When stores were being landed at the stations, the Eskimos would gather about and offer their services, which were always accepted, and then all day long they would toil cheerfully side by side with their white brethren, requiring no other remuneration than biscuits. When so much has been written by Arctic explorers about the incorrigible kleptomania of the natives, it is no less a matter for surprise than for gratification that Lieutenant Gordon can bear this testimony as to the moral status of the Eskimos at Hudson Bay: "One word may be said in regard to their honesty. Although scraps of iron and wood possess a value to them which we can hardly appreciate, they would take nothing without first asking leave. Not even a chip or broken nail was taken without their first coming to ask permission of the officer who was on duty!"

No doubt the fact that practical prohibition prevails has something to do with this highly commendable showing. The law, aided and abetted by the vigilant missionaries, shuts out everything stronger than lime-juice, and the path of the Eskimo is free from the most seductive and destructive of all temptations, except when some unprincipled whaler offers him a pull out of his flask. This, however, is a rare occurrence, and there is no record of any such disturbance ever having been raised as would in more highly civilized communities call for the interference of the police. Although the simplicity of their life and their freedom from many modern vices conduce to longevity, these advantages are more than counterbalanced by the strain put upon their constitutions by the severity of the climate and the incessant struggle for food. Consequently they soon age, and seldom live beyond sixty years.
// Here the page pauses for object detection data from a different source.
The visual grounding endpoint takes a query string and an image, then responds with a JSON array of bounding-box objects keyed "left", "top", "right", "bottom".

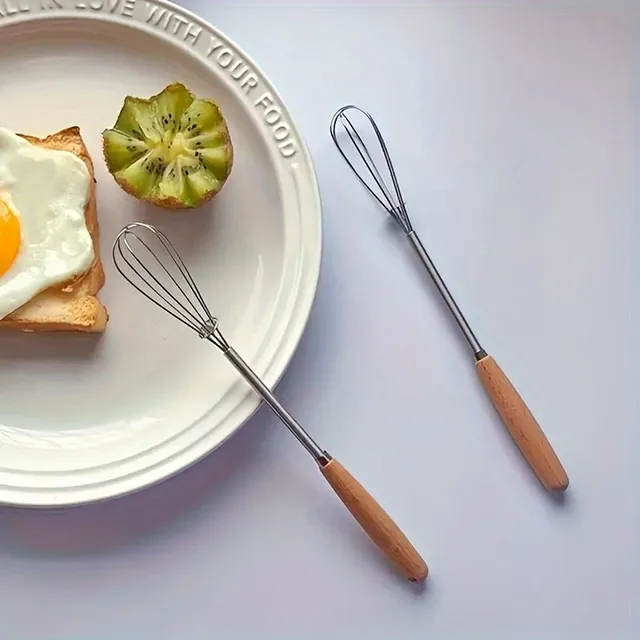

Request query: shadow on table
[{"left": 0, "top": 409, "right": 270, "bottom": 555}]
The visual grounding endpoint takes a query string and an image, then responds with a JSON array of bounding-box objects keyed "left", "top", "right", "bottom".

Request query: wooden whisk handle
[
  {"left": 320, "top": 459, "right": 429, "bottom": 582},
  {"left": 476, "top": 356, "right": 569, "bottom": 492}
]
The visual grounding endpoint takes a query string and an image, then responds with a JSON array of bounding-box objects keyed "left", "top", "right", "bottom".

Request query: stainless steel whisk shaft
[
  {"left": 223, "top": 347, "right": 331, "bottom": 465},
  {"left": 113, "top": 222, "right": 428, "bottom": 582},
  {"left": 330, "top": 105, "right": 569, "bottom": 491}
]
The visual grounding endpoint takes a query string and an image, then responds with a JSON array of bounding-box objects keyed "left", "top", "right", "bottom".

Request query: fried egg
[{"left": 0, "top": 127, "right": 94, "bottom": 320}]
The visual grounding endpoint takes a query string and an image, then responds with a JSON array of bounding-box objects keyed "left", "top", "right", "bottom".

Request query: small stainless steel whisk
[
  {"left": 113, "top": 222, "right": 428, "bottom": 582},
  {"left": 330, "top": 105, "right": 569, "bottom": 492}
]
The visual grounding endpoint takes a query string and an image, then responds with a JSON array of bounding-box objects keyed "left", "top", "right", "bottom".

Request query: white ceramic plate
[{"left": 0, "top": 0, "right": 321, "bottom": 506}]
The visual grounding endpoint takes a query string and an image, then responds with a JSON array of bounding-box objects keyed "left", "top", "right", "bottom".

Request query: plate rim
[{"left": 0, "top": 0, "right": 324, "bottom": 508}]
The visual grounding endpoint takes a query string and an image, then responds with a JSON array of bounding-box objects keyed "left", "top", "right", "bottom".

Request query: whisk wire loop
[
  {"left": 113, "top": 222, "right": 229, "bottom": 351},
  {"left": 330, "top": 105, "right": 413, "bottom": 234}
]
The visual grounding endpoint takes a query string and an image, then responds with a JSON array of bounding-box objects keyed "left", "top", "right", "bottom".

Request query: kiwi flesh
[{"left": 102, "top": 83, "right": 233, "bottom": 209}]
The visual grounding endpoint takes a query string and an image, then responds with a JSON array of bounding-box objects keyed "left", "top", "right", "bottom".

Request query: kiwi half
[{"left": 102, "top": 83, "right": 233, "bottom": 209}]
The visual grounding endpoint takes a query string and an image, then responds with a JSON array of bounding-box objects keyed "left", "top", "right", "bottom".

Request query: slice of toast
[{"left": 0, "top": 127, "right": 109, "bottom": 333}]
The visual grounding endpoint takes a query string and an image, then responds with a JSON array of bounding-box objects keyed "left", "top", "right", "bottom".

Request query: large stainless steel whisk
[
  {"left": 113, "top": 222, "right": 428, "bottom": 582},
  {"left": 330, "top": 105, "right": 569, "bottom": 492}
]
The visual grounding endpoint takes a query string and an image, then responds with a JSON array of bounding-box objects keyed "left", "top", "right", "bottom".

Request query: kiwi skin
[{"left": 102, "top": 83, "right": 235, "bottom": 211}]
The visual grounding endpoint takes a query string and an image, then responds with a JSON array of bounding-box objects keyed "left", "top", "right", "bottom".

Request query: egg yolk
[{"left": 0, "top": 199, "right": 20, "bottom": 277}]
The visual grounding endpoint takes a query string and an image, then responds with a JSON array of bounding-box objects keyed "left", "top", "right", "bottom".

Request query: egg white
[{"left": 0, "top": 127, "right": 94, "bottom": 320}]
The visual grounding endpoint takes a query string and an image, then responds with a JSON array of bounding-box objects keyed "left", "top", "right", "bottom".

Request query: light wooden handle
[
  {"left": 476, "top": 356, "right": 569, "bottom": 491},
  {"left": 320, "top": 460, "right": 429, "bottom": 582}
]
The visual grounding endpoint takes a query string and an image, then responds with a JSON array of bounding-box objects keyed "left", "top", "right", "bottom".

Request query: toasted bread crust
[{"left": 0, "top": 127, "right": 109, "bottom": 333}]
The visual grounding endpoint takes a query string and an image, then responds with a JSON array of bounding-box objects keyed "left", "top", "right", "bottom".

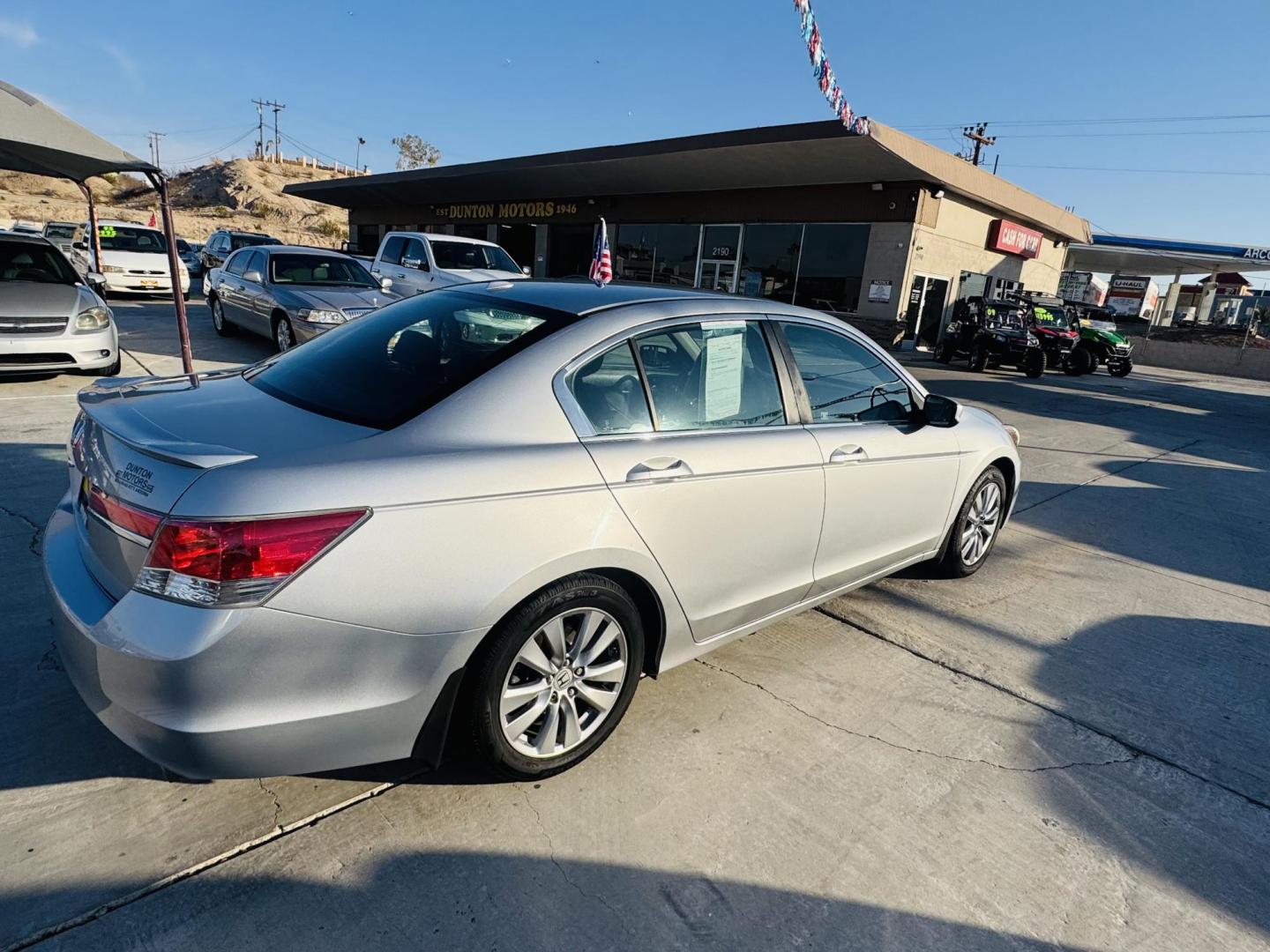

The doctrine that cleanliness is next to godliness finds few adherents in Eskimo land. The rule seems to be to eschew washing throughout the year, and many a mighty hunter goes through life innocent of a bath, unless, indeed, he should happen to be tumbled out of his kayak by some irate walrus with other than sanitary designs in mind. Mr. Tuttle, the historian of the first Hudson Bay expedition, is authority for the statement that the children, when very young, are sometimes cleaned by being licked with their mother's tongue before being put into the bag of feathers that serves them as bed, cradle, and blanket; but one cannot help thinking that this particular version of "a lick and a promise" is rather too laborious to have extensive vogue.